A 20-year-old social influencer with over a million followers. At first sight she looks like no other social media influencer; she is wearing designer clothing, attends big events, she has modelled for well-known magazines and she even has a single on Spotify called ‘Not Mine’. So, what is so special about her? What makes her stand out from the overwhelming crowd of social influencers? Well, she does not exist. Lil Miguela Sousa is developed by a Los Angeles based company specialized in applying robotics and artificial intelligence in media businesses. In real life there is no Lil Miguela, but on Instagram she is a virtual influencer.

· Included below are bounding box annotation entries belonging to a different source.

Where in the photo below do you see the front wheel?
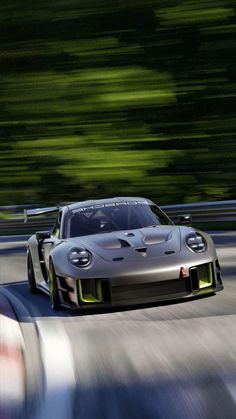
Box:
[49,260,61,310]
[27,250,37,294]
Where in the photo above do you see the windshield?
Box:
[65,202,173,238]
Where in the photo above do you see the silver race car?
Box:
[25,197,223,310]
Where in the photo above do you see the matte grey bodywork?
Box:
[25,197,223,308]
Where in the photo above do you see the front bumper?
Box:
[59,260,223,308]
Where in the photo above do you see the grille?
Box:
[111,279,187,302]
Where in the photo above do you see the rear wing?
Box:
[24,207,60,223]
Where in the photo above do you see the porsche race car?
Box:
[25,197,223,310]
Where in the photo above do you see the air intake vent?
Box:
[135,247,147,253]
[119,239,131,247]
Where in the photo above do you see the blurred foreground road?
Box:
[0,232,236,419]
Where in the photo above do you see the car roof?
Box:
[67,196,153,210]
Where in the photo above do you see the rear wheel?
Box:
[49,260,61,310]
[27,250,37,294]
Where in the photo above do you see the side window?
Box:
[52,212,61,238]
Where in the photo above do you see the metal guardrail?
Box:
[0,200,236,236]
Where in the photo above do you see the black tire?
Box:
[27,250,37,294]
[49,260,61,310]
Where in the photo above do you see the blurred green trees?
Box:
[0,0,236,205]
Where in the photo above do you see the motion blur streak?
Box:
[0,232,236,419]
[0,0,236,204]
[37,320,75,419]
[0,294,25,419]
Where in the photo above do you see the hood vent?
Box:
[135,247,147,256]
[118,239,131,247]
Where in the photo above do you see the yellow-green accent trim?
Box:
[78,279,103,303]
[199,263,213,289]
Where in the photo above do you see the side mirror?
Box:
[176,214,192,226]
[36,231,51,242]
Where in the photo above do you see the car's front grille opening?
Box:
[112,279,188,302]
[189,263,214,291]
[78,279,111,304]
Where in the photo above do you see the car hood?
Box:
[67,226,181,261]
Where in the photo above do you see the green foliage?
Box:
[0,0,236,205]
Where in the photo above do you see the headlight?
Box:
[68,248,92,268]
[186,233,207,253]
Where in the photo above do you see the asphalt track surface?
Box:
[0,232,236,419]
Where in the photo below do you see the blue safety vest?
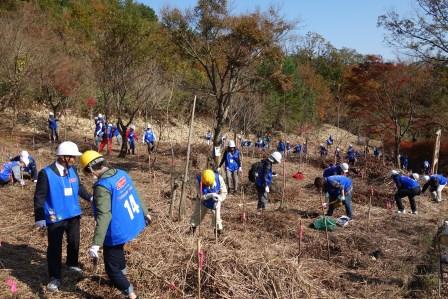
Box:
[327,175,352,197]
[393,175,420,189]
[430,174,448,185]
[0,161,20,182]
[43,166,81,224]
[225,149,240,172]
[322,165,344,178]
[95,169,145,246]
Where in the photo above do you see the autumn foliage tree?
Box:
[344,56,428,164]
[163,0,291,162]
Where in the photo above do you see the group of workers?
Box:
[94,113,156,155]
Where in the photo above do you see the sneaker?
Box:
[68,266,82,274]
[47,278,61,292]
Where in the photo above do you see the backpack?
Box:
[249,161,263,183]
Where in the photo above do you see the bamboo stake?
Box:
[367,187,373,232]
[179,96,196,220]
[319,190,330,260]
[195,240,202,299]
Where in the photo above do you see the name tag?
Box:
[64,188,73,196]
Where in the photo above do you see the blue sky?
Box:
[138,0,416,60]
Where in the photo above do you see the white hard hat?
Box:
[56,141,82,156]
[20,157,30,166]
[268,152,282,163]
[390,169,400,176]
[20,151,30,158]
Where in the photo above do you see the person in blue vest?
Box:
[323,175,353,224]
[423,160,431,175]
[190,169,227,236]
[255,152,282,214]
[422,174,448,202]
[80,150,151,299]
[347,144,357,166]
[390,170,421,215]
[373,146,381,159]
[292,143,302,155]
[0,158,29,186]
[277,140,286,153]
[322,163,348,178]
[11,151,37,183]
[34,141,92,292]
[143,124,156,154]
[126,125,138,155]
[205,130,213,145]
[219,140,243,193]
[319,143,328,158]
[48,112,59,143]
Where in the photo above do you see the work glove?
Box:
[89,245,100,260]
[145,214,151,226]
[35,220,47,228]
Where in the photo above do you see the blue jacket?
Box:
[143,130,156,144]
[322,165,344,178]
[0,161,20,183]
[392,175,420,190]
[43,166,81,224]
[48,117,58,130]
[255,159,272,188]
[277,141,285,152]
[95,169,145,246]
[325,175,353,197]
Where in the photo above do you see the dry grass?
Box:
[0,111,447,298]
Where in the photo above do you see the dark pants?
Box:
[47,216,80,279]
[327,192,353,219]
[256,186,268,209]
[395,188,420,212]
[103,244,132,295]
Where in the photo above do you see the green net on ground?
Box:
[313,216,336,231]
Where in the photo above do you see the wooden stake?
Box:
[197,238,202,299]
[179,96,196,221]
[319,190,330,260]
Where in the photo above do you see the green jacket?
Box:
[93,168,148,246]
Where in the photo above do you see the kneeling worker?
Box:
[80,150,151,299]
[190,169,227,235]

When you scroll through her feed it is not very obvious that you are looking at a fictional character. She is positioned in normal situations, as a normal human being. Her looks are extraordinary and her pictures do look photoshopped, but so do the pictures of several other real life influencers. Besides it is not only about fashion, Lil Miguela has her opinion on social matters as well. For example she supports the rights of transgender people and she is a follower of the Black Lives Matter movement. This makes her look more like a human being, than just an avatar. The fact that a non-existing person gained a large follower base, started rising questions about reality, identity and social influencing. Is there a difference between real and fake social influencers?

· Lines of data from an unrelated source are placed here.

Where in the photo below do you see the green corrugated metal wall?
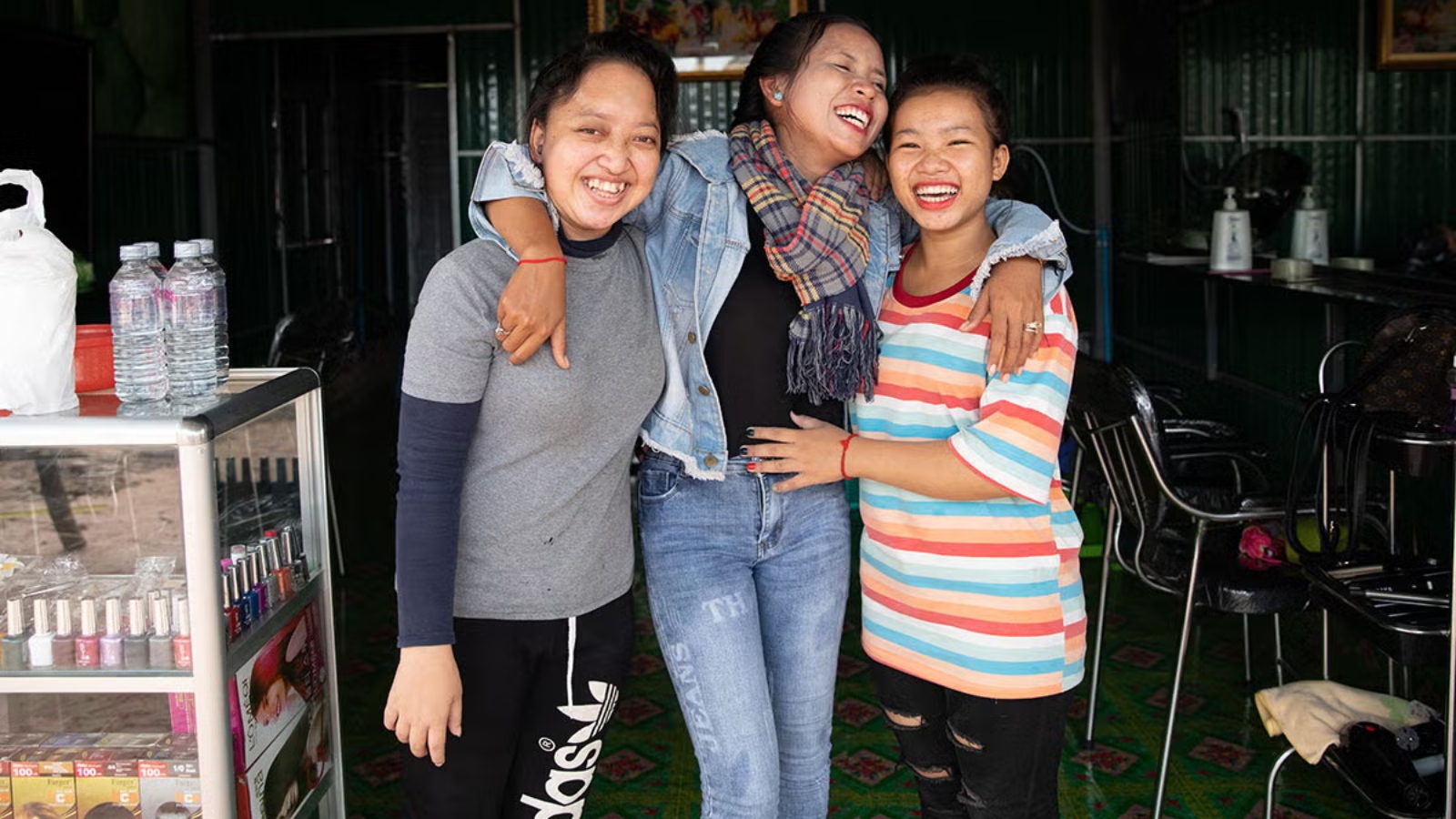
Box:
[1116,0,1456,475]
[1179,0,1456,261]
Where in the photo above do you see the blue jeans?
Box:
[638,453,849,819]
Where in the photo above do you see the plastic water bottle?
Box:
[138,242,167,278]
[111,245,167,400]
[192,239,231,386]
[162,242,217,398]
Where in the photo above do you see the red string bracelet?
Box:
[839,433,859,480]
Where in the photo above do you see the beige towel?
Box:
[1254,679,1436,765]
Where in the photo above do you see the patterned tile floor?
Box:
[339,521,1441,819]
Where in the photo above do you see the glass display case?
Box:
[0,370,344,819]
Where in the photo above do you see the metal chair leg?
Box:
[1153,521,1207,819]
[1242,615,1254,688]
[1264,748,1294,819]
[1274,612,1284,685]
[1082,504,1117,748]
[1320,609,1330,679]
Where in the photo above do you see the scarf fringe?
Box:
[788,301,879,405]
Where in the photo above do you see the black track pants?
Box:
[400,592,632,819]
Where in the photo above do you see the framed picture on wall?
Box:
[587,0,808,80]
[1376,0,1456,68]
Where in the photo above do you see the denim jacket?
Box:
[469,131,1072,480]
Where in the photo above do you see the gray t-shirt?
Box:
[400,228,665,620]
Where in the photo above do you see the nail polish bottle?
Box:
[100,598,126,669]
[172,598,192,669]
[258,538,282,606]
[31,598,56,671]
[248,548,278,612]
[268,538,293,601]
[51,598,76,669]
[278,526,308,582]
[228,561,258,631]
[121,598,148,669]
[220,561,243,640]
[235,555,265,622]
[0,598,31,672]
[76,598,100,669]
[147,594,173,669]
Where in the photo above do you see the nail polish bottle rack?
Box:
[0,370,345,819]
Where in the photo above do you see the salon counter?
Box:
[1112,254,1456,463]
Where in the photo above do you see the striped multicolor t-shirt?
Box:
[854,258,1087,700]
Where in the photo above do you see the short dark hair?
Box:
[521,31,677,152]
[733,12,879,126]
[885,54,1010,147]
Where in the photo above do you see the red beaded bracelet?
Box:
[839,433,859,480]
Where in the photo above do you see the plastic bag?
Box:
[0,169,77,415]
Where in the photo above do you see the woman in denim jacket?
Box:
[470,13,1067,819]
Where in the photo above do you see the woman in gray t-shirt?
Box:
[384,32,677,817]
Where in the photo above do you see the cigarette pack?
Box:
[136,737,202,819]
[10,748,77,819]
[76,748,143,819]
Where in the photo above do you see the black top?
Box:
[556,221,622,259]
[703,206,844,456]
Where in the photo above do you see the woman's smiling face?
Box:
[885,87,1010,232]
[530,63,662,240]
[763,24,890,179]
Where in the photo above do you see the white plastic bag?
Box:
[0,169,77,415]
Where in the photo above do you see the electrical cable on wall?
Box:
[1010,146,1094,236]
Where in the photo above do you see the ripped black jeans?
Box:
[874,663,1072,819]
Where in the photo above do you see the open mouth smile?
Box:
[834,105,871,131]
[915,182,961,210]
[582,177,628,201]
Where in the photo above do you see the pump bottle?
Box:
[1208,188,1254,271]
[1289,185,1330,265]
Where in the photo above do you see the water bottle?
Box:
[109,245,167,400]
[192,239,231,386]
[136,242,167,278]
[162,242,217,398]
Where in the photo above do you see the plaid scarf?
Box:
[728,121,879,404]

Social (Virtual) Influencers

Social influencers are often used as a marketing tool. Collaborations between brands and social influencers can create more brand awareness or consumer engagement. Content of social influencers can be sponsored or edited by the brands they work with. Lil Miguela is no exception; she is used as a marketing tool, just like any other social influencer. When it became known that she was not real, she only got more attention. Of course the fact that she does not exist led to some controversy. Do the rules regarding advertisement on social media platforms also apply for virtual influencers? Do virtual influencers contribute to inaccessible beauty norms? Is it morally right to be influenced by virtual influencers? These questions are hard to answer, but good to think about since virtual reality, artificial intelligence and robotics nowadays are becoming part of our daily life.

Virtual Everything

Lil Miguela is not the first virtual celebrity. In the late nineties a British musician created a virtual band called Gorillaz. This band is very well known and even won a Grammy Award. Another well known virtual artist, Hatsune Miku, performs in the form of a hologram and was the support act of Lady Gaga. Besides entertainment, virtual characters can also be used in in other situations. Virtual character ‘Sweetie’ was created by international children’s rights organization Terre des Hommes to track down child sex tourists.

What will the future look like? Maybe we will go to movies with famous virtual actors or watch the news being hosted by virtual reporters. It might sound like science fiction, but we are already pretty close to it. Virtual characters create new possibilities in many fields, especially in marketing. Do you think there should be special rules for virtual characters or should they be treated just like normal human beings?